The second outcome analyzed in our study was diagnostic accuracy. The BLU-DAT proved to be very good in terms of accuracy for diagnosis of ACL rupture, with a diagnostic accuracy of 98.7%. Also, for this outcome, the best results were observed when performing the test at MMT.

This agrees with previous results reported with other devices. In a meta-analysis by van Eck et al. [25], several arthrometers (KT 1000, Stryker Knee Laxity Tester and Genucom Knee Analysis System) showed better sensitivity, specificity and overall accuracy at MMT than at lower loads.

A similar finding was found by Klouche et al. [8] with GNRB, where accuracy was proportional to the force applied, except for the maximum force they applied (250 N) and, as explained by the authors, this may be caused by the patients exceeding their pain threshold. In our test series, this type of reduction in compliance due to excessive traction never occurred.
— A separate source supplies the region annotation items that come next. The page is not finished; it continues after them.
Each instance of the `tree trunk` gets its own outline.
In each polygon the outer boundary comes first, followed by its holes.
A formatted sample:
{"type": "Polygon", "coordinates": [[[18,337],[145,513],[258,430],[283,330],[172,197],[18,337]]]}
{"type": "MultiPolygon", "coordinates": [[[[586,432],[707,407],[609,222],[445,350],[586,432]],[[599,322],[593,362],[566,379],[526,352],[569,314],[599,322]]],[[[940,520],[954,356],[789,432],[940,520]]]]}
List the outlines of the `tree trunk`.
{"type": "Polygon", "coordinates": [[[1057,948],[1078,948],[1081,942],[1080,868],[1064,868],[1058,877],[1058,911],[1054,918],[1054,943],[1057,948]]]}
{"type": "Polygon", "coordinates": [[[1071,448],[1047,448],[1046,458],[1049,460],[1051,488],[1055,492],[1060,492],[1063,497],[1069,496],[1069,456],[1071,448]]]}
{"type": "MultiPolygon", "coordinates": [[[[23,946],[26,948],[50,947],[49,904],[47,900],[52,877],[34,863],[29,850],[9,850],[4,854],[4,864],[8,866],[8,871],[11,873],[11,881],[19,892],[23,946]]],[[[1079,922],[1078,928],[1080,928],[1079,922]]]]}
In terms of diagnostic accuracy, a new automatic knee arthrometer (AKA) recently introduced by Niu et al. [16] is noteworthy, which allows minimizing the examiner's bias by means of an automatically performed thrust. The authors found higher accuracy than KT 2000 (sensitivity: 86% vs 83%; specificity: 95.5% vs 88.5%), using a threshold of 3 mm as in the study. Wu et al. [28], recently tested a new automatic knee arthrometer (Ligs Innomotion). At a load of 150 N (comparable to the MMT in the present study), the authors found the maximum AUC (0.857) and a sensitivity and specificity of 0.87 and 0.73, respectively. The present study has some limitations. First, the study lacks a direct comparison with another arthrometer that has already been validated and studied. Second, we did not assess ATT in a postoperative setting, therefore external validity of the study cannot be extended to the use of the device for assessment of surgical treatment at clinical follow-up. Finally, the investigators were blinded to the measurements of the other investigator, but for practical matters, they were aware of the group to which the individual patients belonged. The Blu-DAT can be routinely used in the outpatient setting to confirm the suspicion of an ACL tear.

Conclusions

The BLU-DAT has proven to be an instrument with good intra- and inter-observer reliability and very good accuracy in the diagnosis of ACL injuries in the outpatient setting. MMT loading condition provided the best reliability and accuracy.